Another Democrat on Lieberman

A Connecticut reader writes:

I disagreed with Lieberman on Iraq, I disagreed with him on the bankruptcy bill and on social security (I give some slack for cloture on Alito) and most especially when he scolded any Democrats who would criticize Bush's prosecution of the war in Iraq. That last really set my skin on edge, when a pol sets himself up as the arbiter of what is or is not acceptable in political speech it seems to me they arrogate a bit too much power to themselves.

But the day I knew that I would vote for Lamont was the day that Lieberman started to criticize the voters for daring to vote against him, setting the primary up in effect as a litmus test as to whether [his alleged] deviation from Democratic orthodoxy would be permitted, whether the Democrats were still tolerant of free-thinkers. First, it was an obvious lie — many Democrats supported the war in Iraq and some still do. But second, it was Lieberman  attempting to tell us, the voters, the basis on which we should vote. Setting himself up as indispensable (someone should remind him of De Gaulle's line about the cemeteries being full of irreplaceable men) and stating the terms on which his defeat would have to be evaluated.

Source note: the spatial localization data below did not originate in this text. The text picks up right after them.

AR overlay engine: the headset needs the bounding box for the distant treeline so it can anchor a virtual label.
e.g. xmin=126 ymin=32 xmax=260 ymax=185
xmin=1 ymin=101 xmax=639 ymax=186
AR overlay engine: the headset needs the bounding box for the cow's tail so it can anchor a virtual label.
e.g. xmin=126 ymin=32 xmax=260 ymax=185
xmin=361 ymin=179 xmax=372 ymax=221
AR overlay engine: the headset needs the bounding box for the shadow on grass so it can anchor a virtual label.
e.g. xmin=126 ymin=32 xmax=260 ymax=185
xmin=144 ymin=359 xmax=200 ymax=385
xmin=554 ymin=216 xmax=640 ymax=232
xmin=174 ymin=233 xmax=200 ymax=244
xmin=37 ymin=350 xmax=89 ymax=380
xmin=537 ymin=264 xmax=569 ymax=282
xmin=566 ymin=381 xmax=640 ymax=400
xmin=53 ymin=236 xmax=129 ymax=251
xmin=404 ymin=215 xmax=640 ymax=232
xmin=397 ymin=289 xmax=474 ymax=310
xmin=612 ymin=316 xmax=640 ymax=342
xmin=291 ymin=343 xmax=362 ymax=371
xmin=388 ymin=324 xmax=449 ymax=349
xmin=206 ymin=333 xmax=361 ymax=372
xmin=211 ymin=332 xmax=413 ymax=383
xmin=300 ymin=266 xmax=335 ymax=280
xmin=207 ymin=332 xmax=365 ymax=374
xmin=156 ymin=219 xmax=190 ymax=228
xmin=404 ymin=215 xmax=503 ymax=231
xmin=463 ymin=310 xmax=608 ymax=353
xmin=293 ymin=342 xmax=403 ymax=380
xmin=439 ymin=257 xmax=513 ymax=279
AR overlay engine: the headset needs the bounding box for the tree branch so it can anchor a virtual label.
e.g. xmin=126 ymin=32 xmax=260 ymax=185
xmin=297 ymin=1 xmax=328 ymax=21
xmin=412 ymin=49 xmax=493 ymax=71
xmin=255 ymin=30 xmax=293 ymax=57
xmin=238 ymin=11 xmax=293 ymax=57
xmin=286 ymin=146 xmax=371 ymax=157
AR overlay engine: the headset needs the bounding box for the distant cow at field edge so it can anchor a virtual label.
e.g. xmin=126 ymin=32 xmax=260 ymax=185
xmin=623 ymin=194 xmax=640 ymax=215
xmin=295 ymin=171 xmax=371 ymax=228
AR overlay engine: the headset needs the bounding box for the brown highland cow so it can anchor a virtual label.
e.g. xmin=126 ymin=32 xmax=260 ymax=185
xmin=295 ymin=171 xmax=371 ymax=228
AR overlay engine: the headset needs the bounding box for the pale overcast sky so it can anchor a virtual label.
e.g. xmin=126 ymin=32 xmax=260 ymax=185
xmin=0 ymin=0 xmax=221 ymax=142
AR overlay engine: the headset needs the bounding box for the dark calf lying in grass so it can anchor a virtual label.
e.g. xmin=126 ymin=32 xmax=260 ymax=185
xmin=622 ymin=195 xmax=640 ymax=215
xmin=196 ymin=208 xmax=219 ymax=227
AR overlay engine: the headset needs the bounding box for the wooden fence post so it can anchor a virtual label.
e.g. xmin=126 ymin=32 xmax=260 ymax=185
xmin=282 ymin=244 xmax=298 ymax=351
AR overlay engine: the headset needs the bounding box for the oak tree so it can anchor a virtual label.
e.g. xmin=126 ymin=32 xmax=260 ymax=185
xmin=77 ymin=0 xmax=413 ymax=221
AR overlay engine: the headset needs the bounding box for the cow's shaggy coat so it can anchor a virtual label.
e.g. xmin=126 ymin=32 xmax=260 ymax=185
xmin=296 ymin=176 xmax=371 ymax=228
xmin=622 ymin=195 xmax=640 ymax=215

The sheer preening self-righteousness and arrogance of this was staggering. Is this really how the man thinks? This is the guy whose great asset is "character?" And then to see the Washington Democratic Party rally around him and this argument. What do they think they are, the Central Committee of some authoritarian party that determines the list of candidates for whom voters are allowed to cast a rubber stamp ballot?

And listening to Lieberman's speech last night — "carry on for the good of the country" — was to hear a man who has so conflated his career with public policy that I thank God that someone so mendaciously delusional was never a heartbeat away from the presidency.

I voted for Lieberman in the past. He has become a walking testimony to the need for term limits.